The point is nuclear power didn't die with Fukushima. It remains a dynamic industry and we are likely to see innovations in plant design that will make it even safer and more competitive with natural gas and coal. China's leading the way:
- Mainland China has 17 nuclear power reactors in operation, 30 under construction, and more about to start construction.
- Additional reactors are planned, including some of the world's most advanced, to give a four-fold increase in nuclear capacity to at least 58 GWe by 2020, then possibly 200 GWe by 2030, and 400 GWe by 2050.
- China has become largely self-sufficient in reactor design and construction, as well as other aspects of the fuel cycle, but is making full use of western technology while adapting and improving it.

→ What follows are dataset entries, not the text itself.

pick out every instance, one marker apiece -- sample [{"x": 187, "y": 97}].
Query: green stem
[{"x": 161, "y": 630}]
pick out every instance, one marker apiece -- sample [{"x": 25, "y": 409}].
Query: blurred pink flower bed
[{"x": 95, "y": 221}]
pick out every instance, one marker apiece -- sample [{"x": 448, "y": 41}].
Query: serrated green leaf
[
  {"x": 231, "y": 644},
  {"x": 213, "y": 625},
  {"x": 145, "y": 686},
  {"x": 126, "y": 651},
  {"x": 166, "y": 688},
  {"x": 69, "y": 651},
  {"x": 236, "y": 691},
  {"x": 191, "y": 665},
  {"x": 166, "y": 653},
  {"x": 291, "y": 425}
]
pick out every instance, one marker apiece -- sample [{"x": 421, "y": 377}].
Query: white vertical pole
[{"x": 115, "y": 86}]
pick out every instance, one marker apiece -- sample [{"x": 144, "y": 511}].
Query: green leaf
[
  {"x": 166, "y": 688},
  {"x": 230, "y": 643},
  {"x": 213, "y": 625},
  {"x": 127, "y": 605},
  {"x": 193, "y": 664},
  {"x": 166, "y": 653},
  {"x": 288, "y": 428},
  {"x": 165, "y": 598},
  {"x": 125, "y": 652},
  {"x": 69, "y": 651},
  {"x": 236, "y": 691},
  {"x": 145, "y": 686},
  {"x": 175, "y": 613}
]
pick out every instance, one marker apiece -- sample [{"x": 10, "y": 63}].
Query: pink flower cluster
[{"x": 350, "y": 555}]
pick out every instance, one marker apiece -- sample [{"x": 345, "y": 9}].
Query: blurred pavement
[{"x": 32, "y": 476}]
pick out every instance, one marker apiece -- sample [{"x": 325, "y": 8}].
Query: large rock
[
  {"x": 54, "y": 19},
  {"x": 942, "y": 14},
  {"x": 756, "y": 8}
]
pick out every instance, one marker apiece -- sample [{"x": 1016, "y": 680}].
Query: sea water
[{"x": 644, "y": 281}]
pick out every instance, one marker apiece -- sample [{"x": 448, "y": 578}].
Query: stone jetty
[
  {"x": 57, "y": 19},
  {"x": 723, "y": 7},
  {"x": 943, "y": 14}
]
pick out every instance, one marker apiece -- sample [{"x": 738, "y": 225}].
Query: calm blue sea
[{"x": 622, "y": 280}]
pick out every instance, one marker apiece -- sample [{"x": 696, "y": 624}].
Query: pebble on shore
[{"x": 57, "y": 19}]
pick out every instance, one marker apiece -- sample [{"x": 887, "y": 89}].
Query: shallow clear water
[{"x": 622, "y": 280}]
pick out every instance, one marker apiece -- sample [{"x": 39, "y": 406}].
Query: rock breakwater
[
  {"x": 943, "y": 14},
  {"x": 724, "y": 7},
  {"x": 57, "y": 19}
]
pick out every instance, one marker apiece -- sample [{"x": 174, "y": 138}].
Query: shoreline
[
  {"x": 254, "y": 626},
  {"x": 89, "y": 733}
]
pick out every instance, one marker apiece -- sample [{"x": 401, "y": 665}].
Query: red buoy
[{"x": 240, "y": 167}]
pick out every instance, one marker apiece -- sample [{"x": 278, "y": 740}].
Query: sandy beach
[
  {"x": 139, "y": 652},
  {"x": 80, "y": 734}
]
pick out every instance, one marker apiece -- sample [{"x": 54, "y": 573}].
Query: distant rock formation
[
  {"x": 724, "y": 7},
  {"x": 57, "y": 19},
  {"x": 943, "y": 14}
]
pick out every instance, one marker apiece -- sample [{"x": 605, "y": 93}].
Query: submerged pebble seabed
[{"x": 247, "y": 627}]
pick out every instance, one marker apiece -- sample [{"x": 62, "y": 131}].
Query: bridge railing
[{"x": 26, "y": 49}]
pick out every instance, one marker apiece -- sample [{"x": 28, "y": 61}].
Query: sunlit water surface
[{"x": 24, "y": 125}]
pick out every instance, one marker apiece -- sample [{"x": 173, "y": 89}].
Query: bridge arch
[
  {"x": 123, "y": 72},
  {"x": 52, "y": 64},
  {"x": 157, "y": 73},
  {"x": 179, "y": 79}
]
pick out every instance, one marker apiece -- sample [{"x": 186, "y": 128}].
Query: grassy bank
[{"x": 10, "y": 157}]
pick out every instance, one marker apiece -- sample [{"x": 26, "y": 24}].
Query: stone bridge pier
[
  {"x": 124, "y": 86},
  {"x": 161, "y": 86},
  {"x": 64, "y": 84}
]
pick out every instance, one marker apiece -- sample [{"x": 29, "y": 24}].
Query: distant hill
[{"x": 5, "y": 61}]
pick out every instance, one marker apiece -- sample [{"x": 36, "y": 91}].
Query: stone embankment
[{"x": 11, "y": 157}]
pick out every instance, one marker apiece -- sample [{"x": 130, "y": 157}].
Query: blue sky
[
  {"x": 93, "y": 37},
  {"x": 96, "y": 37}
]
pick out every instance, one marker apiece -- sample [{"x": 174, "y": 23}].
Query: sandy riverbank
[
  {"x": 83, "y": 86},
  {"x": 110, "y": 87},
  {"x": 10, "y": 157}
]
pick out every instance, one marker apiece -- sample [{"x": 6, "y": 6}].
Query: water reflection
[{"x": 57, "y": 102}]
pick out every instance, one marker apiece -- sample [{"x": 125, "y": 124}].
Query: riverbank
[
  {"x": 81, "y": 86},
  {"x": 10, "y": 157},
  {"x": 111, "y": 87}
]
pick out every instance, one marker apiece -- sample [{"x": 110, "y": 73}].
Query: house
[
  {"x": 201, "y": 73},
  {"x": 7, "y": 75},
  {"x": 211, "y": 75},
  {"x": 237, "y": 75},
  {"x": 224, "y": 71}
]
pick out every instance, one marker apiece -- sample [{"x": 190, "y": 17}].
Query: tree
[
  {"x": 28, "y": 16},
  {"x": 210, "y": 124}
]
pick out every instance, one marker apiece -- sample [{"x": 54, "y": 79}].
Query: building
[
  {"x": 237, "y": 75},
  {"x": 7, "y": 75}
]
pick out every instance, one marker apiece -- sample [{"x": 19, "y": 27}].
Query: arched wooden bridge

- China's policy is for closed fuel cycle.
Much has been said about the expiration of the Russia-U.S. HEU "Megatons to Megawatts" program. It means that 24 million pounds of secondary supply is coming offline without any replacement-this is equivalent to the entire production of Cameco Corp. (CCJ) It's not clear where the new supply will come from but many believe a uranium supply crisis is brewing. According to David Talbot, senior mining analyst at Dundee Capital Markets, the weak spot price still threatens future mine supply with more closures, cancellations and deferrals of mining projects. He believes the fundamentals support much higher prices, but Japanese restarts are needed to provide a psychological boost for the industry.
Grant Isaac, Cameco Senior Vice President, gave an excellent presentation on the uranium market at the 2013 Scotia Bank Mining Conference. The transcript is available on Seeking Alpha and I strongly suggest reading it if you are seriously considering any investments in this sector. He said that the uranium market is in a transition period from being supply-driven to demand-driven. In past years, an abundance of secondary supply (i.e. HEU program) always tempered the price levels of uranium. With supply declining against a backdrop of low production, it leaves the impression that a perfect storm is in the works for uranium.

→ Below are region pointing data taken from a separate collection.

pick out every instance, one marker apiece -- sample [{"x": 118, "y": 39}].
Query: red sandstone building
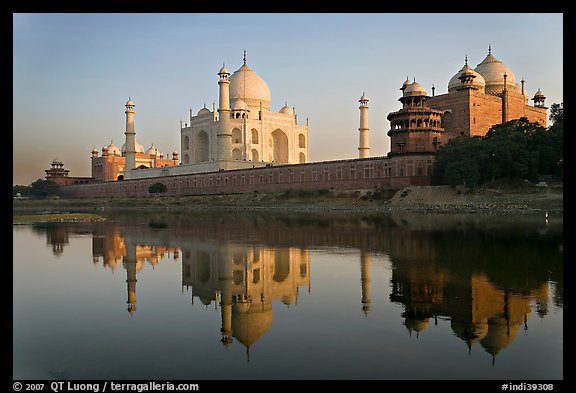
[{"x": 477, "y": 99}]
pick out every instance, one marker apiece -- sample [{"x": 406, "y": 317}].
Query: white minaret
[
  {"x": 130, "y": 153},
  {"x": 224, "y": 134},
  {"x": 363, "y": 146}
]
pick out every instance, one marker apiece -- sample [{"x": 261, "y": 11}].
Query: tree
[
  {"x": 508, "y": 145},
  {"x": 157, "y": 188},
  {"x": 459, "y": 161}
]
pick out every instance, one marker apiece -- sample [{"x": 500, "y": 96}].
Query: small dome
[
  {"x": 455, "y": 81},
  {"x": 153, "y": 151},
  {"x": 415, "y": 89},
  {"x": 287, "y": 110},
  {"x": 493, "y": 71},
  {"x": 203, "y": 111},
  {"x": 406, "y": 84},
  {"x": 250, "y": 325},
  {"x": 223, "y": 70},
  {"x": 250, "y": 87},
  {"x": 238, "y": 105},
  {"x": 416, "y": 325},
  {"x": 139, "y": 147},
  {"x": 539, "y": 94},
  {"x": 113, "y": 149}
]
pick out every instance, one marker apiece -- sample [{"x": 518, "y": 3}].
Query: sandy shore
[{"x": 519, "y": 198}]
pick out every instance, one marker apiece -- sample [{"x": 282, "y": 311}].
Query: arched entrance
[
  {"x": 280, "y": 146},
  {"x": 201, "y": 147}
]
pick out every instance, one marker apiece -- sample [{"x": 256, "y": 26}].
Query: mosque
[{"x": 244, "y": 147}]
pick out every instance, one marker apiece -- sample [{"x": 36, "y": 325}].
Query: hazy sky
[{"x": 73, "y": 73}]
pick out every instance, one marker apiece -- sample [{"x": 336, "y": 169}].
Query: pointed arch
[
  {"x": 201, "y": 147},
  {"x": 279, "y": 146},
  {"x": 236, "y": 136}
]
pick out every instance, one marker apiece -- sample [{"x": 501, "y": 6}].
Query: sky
[{"x": 73, "y": 73}]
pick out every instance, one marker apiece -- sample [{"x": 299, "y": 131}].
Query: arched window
[
  {"x": 201, "y": 147},
  {"x": 236, "y": 136},
  {"x": 279, "y": 146},
  {"x": 301, "y": 141}
]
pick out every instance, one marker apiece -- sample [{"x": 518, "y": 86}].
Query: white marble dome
[
  {"x": 493, "y": 71},
  {"x": 287, "y": 110},
  {"x": 113, "y": 149},
  {"x": 203, "y": 111},
  {"x": 139, "y": 147},
  {"x": 478, "y": 81},
  {"x": 415, "y": 89},
  {"x": 250, "y": 88}
]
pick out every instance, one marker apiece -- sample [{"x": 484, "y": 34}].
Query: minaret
[
  {"x": 224, "y": 134},
  {"x": 365, "y": 279},
  {"x": 130, "y": 153},
  {"x": 225, "y": 283},
  {"x": 130, "y": 263},
  {"x": 505, "y": 101},
  {"x": 363, "y": 146}
]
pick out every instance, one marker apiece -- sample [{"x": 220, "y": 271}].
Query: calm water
[{"x": 260, "y": 296}]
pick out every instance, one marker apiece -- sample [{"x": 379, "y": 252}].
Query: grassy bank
[{"x": 507, "y": 197}]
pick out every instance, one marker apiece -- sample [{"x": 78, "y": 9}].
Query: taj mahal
[{"x": 243, "y": 146}]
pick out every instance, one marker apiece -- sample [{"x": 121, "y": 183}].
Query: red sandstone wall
[{"x": 390, "y": 173}]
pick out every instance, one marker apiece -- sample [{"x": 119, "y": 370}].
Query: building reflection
[
  {"x": 479, "y": 310},
  {"x": 486, "y": 284},
  {"x": 243, "y": 280},
  {"x": 110, "y": 248}
]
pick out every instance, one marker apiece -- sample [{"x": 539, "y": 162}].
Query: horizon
[{"x": 73, "y": 73}]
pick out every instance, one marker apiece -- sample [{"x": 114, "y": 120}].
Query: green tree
[
  {"x": 460, "y": 161},
  {"x": 508, "y": 146},
  {"x": 157, "y": 188}
]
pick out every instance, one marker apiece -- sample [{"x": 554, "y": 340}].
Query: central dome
[
  {"x": 493, "y": 71},
  {"x": 250, "y": 88},
  {"x": 455, "y": 81}
]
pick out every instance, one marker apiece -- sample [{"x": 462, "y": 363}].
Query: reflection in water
[
  {"x": 484, "y": 280},
  {"x": 244, "y": 280}
]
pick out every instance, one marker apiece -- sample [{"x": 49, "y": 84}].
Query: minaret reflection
[
  {"x": 246, "y": 279},
  {"x": 365, "y": 280},
  {"x": 111, "y": 248}
]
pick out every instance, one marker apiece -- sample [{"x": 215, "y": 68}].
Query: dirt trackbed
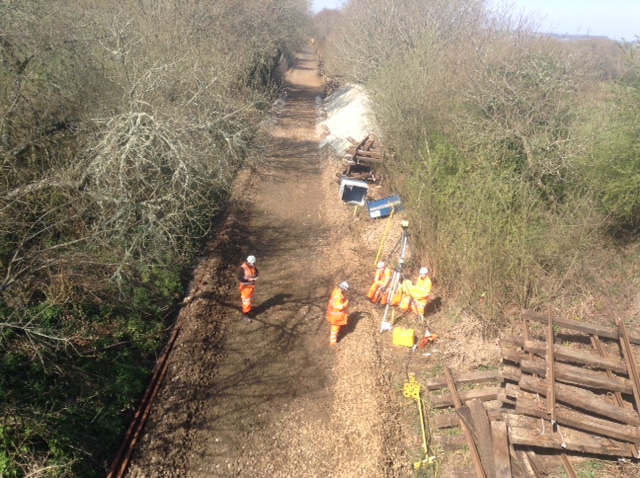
[{"x": 271, "y": 398}]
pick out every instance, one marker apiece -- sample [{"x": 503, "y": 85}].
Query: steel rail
[{"x": 123, "y": 457}]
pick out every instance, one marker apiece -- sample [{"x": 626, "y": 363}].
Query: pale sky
[{"x": 616, "y": 19}]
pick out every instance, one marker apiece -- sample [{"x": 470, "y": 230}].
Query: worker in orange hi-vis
[
  {"x": 416, "y": 295},
  {"x": 380, "y": 282},
  {"x": 247, "y": 275},
  {"x": 337, "y": 313}
]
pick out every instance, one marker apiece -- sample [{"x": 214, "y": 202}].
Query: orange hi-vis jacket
[
  {"x": 382, "y": 277},
  {"x": 380, "y": 280},
  {"x": 337, "y": 309}
]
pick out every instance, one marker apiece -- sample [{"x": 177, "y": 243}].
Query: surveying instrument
[{"x": 396, "y": 279}]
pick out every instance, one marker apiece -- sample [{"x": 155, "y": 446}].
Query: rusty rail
[{"x": 121, "y": 461}]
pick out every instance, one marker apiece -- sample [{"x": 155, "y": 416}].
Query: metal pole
[{"x": 397, "y": 275}]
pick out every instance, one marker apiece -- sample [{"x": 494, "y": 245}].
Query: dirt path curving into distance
[{"x": 271, "y": 399}]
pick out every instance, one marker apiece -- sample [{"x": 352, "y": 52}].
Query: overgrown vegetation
[
  {"x": 122, "y": 126},
  {"x": 518, "y": 154}
]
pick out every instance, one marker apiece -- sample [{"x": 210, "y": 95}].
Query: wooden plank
[
  {"x": 450, "y": 420},
  {"x": 515, "y": 356},
  {"x": 368, "y": 143},
  {"x": 586, "y": 328},
  {"x": 464, "y": 378},
  {"x": 567, "y": 354},
  {"x": 365, "y": 159},
  {"x": 597, "y": 345},
  {"x": 631, "y": 363},
  {"x": 523, "y": 462},
  {"x": 371, "y": 154},
  {"x": 480, "y": 472},
  {"x": 446, "y": 400},
  {"x": 509, "y": 372},
  {"x": 483, "y": 434},
  {"x": 527, "y": 433},
  {"x": 580, "y": 376},
  {"x": 450, "y": 443},
  {"x": 502, "y": 463},
  {"x": 582, "y": 399},
  {"x": 526, "y": 404},
  {"x": 568, "y": 467},
  {"x": 446, "y": 420}
]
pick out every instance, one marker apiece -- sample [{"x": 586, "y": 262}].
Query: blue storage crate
[{"x": 383, "y": 207}]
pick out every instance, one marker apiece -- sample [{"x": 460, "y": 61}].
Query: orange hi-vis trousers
[
  {"x": 333, "y": 338},
  {"x": 246, "y": 292}
]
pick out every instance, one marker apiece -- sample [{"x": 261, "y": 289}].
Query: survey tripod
[{"x": 397, "y": 277}]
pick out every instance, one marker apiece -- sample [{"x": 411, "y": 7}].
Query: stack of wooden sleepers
[
  {"x": 566, "y": 390},
  {"x": 361, "y": 158}
]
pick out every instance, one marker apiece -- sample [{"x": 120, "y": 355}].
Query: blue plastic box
[{"x": 383, "y": 207}]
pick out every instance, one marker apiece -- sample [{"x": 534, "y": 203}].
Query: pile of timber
[
  {"x": 361, "y": 158},
  {"x": 559, "y": 398}
]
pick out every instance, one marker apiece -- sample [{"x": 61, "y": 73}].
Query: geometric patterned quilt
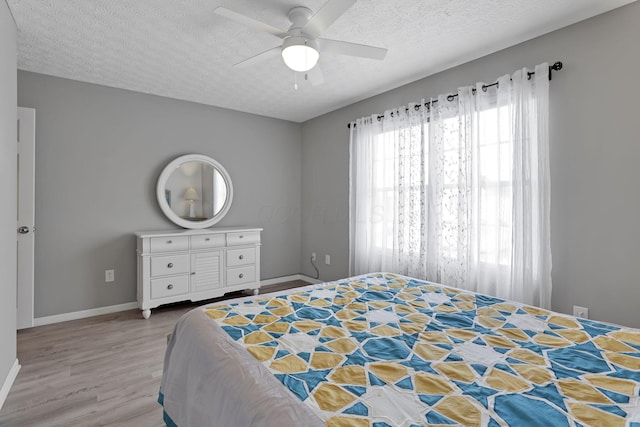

If the long-term fundamentals are so strong why are current prices so low?
No one's buying yet for all the reactors under construction and the utilities are well covered for the time being. They are in 'wait and see' mode due to the large inventory buildup in Japan and general uncertainty on the supply side. Ultimately, the utilities will return to the market. When they do, spot prices will recover.

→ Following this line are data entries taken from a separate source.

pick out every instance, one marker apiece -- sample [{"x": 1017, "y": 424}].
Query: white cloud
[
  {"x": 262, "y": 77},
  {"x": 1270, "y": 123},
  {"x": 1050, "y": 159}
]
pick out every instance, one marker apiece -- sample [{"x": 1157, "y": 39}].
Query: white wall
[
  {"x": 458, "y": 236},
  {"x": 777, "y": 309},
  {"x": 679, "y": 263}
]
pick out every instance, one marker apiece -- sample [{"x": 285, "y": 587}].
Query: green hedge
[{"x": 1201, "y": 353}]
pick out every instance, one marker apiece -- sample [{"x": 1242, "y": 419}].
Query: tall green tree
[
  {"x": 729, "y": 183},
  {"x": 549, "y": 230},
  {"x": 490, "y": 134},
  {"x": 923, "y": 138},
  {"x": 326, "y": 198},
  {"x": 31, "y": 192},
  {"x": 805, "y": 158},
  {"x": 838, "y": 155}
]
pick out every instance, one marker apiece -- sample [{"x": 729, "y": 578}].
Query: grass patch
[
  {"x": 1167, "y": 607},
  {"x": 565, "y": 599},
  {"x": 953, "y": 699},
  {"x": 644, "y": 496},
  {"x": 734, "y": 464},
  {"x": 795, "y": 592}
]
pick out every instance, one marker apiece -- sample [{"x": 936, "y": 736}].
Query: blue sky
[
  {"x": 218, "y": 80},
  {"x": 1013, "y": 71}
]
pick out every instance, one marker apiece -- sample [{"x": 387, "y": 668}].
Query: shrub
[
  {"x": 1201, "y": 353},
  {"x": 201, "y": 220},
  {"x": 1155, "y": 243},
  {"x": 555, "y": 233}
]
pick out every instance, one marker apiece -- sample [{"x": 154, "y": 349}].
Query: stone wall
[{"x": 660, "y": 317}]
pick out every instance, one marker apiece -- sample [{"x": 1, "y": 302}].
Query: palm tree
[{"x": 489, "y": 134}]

Is Ur-Energy a wonderful business that will grow forever? Not quite, but it has considerable investment merit at the current price. This is a junior mining company with exceptional management; they execute the project plan with professionalism and run a very lean business. In fact, this operating efficiency is central to the brand and makes them competitive in almost any market.
You should never get emotional about a stock. Your desire to purchase a business should only be driven by the fundamentals and never by what the Street thinks. The market should never force your hand-you can take strikes all day long if you like, swinging only when the odds are truly in your favor. Value Investing is for the disciplined and patient few with the courage to think and act independently.